Venus can only be seen with ease at certain times of the year because of its faster orbit around the sun. September to December are regarded as the most viable months and it can still be seen until May. Summertime can be very difficult to capture even a glimpse.


It is possible to see venus through a powerful pair of binoculars and through small telescopes. 60mm telescopes should be able to see Venus but must have an eyepiece that allows for 50X magnification. This will make Venus visible but you may need to use a filter to darken its brightness.

If you want to see more of Venus’ details, you should consider buying a 25% moon filter.

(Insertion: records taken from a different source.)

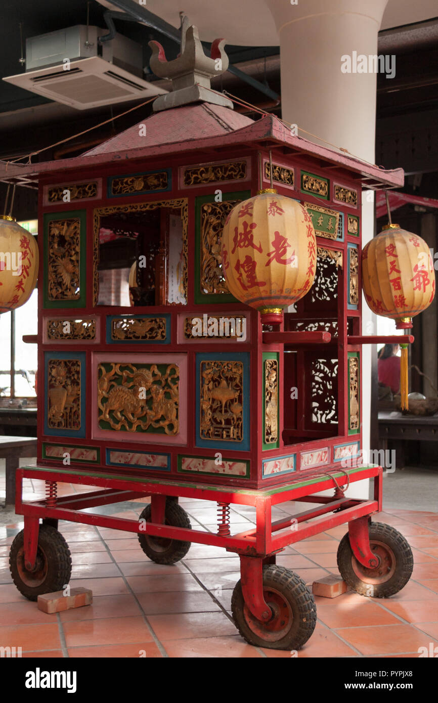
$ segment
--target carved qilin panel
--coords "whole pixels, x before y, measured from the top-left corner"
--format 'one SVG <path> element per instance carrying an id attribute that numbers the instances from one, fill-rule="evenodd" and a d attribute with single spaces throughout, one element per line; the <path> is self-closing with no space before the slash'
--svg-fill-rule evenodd
<path id="1" fill-rule="evenodd" d="M 48 426 L 56 430 L 80 430 L 80 361 L 49 359 L 47 373 Z"/>
<path id="2" fill-rule="evenodd" d="M 243 364 L 205 361 L 200 372 L 201 438 L 242 441 Z"/>
<path id="3" fill-rule="evenodd" d="M 264 441 L 275 444 L 278 439 L 278 362 L 268 359 L 264 362 Z"/>
<path id="4" fill-rule="evenodd" d="M 101 429 L 174 436 L 179 368 L 174 363 L 100 363 L 98 407 Z"/>
<path id="5" fill-rule="evenodd" d="M 49 223 L 49 300 L 77 300 L 80 297 L 80 227 L 79 218 Z"/>
<path id="6" fill-rule="evenodd" d="M 240 200 L 206 202 L 201 208 L 202 293 L 229 293 L 222 270 L 222 230 L 228 212 Z"/>

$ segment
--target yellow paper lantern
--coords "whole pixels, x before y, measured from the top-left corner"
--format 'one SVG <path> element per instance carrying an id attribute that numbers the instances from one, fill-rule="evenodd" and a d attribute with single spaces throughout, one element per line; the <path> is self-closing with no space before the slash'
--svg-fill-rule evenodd
<path id="1" fill-rule="evenodd" d="M 27 302 L 37 283 L 39 262 L 32 234 L 13 217 L 0 216 L 0 313 Z"/>
<path id="2" fill-rule="evenodd" d="M 429 307 L 435 295 L 435 272 L 427 244 L 398 224 L 387 225 L 363 247 L 362 288 L 373 312 L 395 320 L 397 329 L 409 329 L 412 318 Z M 402 340 L 401 406 L 407 410 L 408 345 Z"/>
<path id="3" fill-rule="evenodd" d="M 373 312 L 412 327 L 411 318 L 428 307 L 435 294 L 429 246 L 421 237 L 388 225 L 363 247 L 362 287 Z"/>
<path id="4" fill-rule="evenodd" d="M 239 202 L 222 234 L 222 270 L 230 292 L 278 322 L 283 309 L 302 298 L 315 278 L 316 238 L 297 200 L 273 188 Z"/>

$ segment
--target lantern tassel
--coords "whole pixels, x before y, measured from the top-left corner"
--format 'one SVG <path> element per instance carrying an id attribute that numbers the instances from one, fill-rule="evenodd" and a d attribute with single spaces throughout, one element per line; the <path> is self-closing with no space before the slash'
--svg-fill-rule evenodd
<path id="1" fill-rule="evenodd" d="M 400 361 L 400 406 L 401 410 L 408 410 L 408 345 L 400 344 L 401 359 Z"/>

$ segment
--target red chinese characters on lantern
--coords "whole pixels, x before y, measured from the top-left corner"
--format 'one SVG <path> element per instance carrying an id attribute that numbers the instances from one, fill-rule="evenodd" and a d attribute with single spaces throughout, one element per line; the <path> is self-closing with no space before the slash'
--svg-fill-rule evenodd
<path id="1" fill-rule="evenodd" d="M 415 284 L 413 290 L 421 290 L 423 288 L 423 293 L 425 293 L 426 286 L 429 285 L 429 283 L 430 283 L 429 274 L 426 271 L 425 266 L 418 266 L 418 264 L 416 264 L 413 267 L 413 270 L 415 276 L 413 278 L 411 278 L 411 280 Z"/>
<path id="2" fill-rule="evenodd" d="M 268 215 L 275 217 L 275 215 L 284 214 L 284 212 L 283 207 L 280 207 L 276 200 L 272 200 L 268 206 Z"/>
<path id="3" fill-rule="evenodd" d="M 253 288 L 255 285 L 262 286 L 265 285 L 264 280 L 257 280 L 255 273 L 257 262 L 255 262 L 249 254 L 247 254 L 243 262 L 238 259 L 234 266 L 235 271 L 238 273 L 238 280 L 244 290 L 248 288 Z M 246 282 L 243 280 L 243 276 L 246 276 Z"/>
<path id="4" fill-rule="evenodd" d="M 239 228 L 234 228 L 234 236 L 233 237 L 233 244 L 234 246 L 231 250 L 231 254 L 234 254 L 236 249 L 245 249 L 246 247 L 252 247 L 262 254 L 263 249 L 259 242 L 259 246 L 254 243 L 254 231 L 257 227 L 255 222 L 252 222 L 250 225 L 246 220 L 243 223 L 243 231 L 239 232 Z"/>
<path id="5" fill-rule="evenodd" d="M 285 266 L 290 264 L 295 259 L 295 250 L 288 259 L 283 259 L 282 257 L 285 256 L 286 250 L 290 248 L 290 245 L 288 243 L 286 238 L 281 235 L 278 231 L 276 230 L 274 235 L 275 236 L 271 243 L 273 249 L 271 252 L 268 252 L 266 254 L 268 260 L 265 266 L 269 266 L 274 261 L 277 264 L 283 264 Z"/>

This will filter out the light of our moon when looking at Venus directly.

You can also use certain apps to track Venus. If you are using a computerized system, you can input the information into its database to point you directly at Venus. This is a great and simple way of finding the right spot in the sky quickly.

There is a wide range of equipment available to view Venus and most systems should do the job. Nonetheless, eyepieces that magnify your device by 50x will certainly enhance your view overall.

What does Venus look like through a telescope?

Venus is a very bright planet. Its atmosphere is always covered in thick clouds that reflect a great deal of sunlight from its surface.

With venus being so close to earth (around 24 million miles at closest), this reflectivity is astonishingly bright. Because of this cloud, however, we can never see any surface features on Venus. 

A moon filter lets you see Venus without its sheer brightness and, like our moon, Venus is seen in certain phases. These range from crescent shapes to a full rounded view. At its brightest, Venus resembles a crescent moon. The dimmer it becomes, the fuller its shape looks.

Besides its phases, it is hard to see much more but observing it for the first time will always be special.

Seeing Venus Without a Telescope

Yes, it is possible to view Venus without a telescope but only at the right times. You can see it with your naked eye low over the horizon towards the east just before sunrise and in the west after sunset.

Often referred to as the “Evening Star”, this is when Venus is seen best and the fact you can see it without equipment shows how bright it really is.

Seeing Venus in 2021

The best times to see Venus in 2021 vary. The beginning of the year saw it at about its lowest near the east-southeast horizon around 90 minutes before sunrise. Within several weeks, it moves closer to the sun becoming impossible to see.

Fear not! Venus will emerge again in late spring above the west-northwest horizon, not long after sunset. It will gradually become more visible until at its great elongation east of the sun on October 29th.

Around half an hour before sunset on May 12th, you should see Venus towards the low to west-northwest horizon. It will look like a very narrow waxing crescent moon against a beautifully bright twilight sky.

The evening of July 13th will see Venus stand extremely close above the red planet Mars. You will then be able to see Venus pass exceedingly close to the lower left of the star Nunki in Sagittarius.

December 5th will see Venus reach its brightest form with an astonishing magnitude of -4.7. December will see Venus go through a crescent phase again becoming larger and thinner through telescopes or powerful binoculars. 

In Summary

Venus is a wonderful, enigmatic entity. Even with its relentless atmosphere and seemingly featureless surface, it is still regarded as beautiful. If you’re a beginner in astronomy, there is no better place to start than observing Venus. Seeing its transitions through different phases is spectacular and fun.

Once you know how to find Venus, you should invest in a good quality telescope. This will see far more, especially against the brightness and light in the sky. Finding the right equipment will help you focus all of your attention on observing this majestic planet.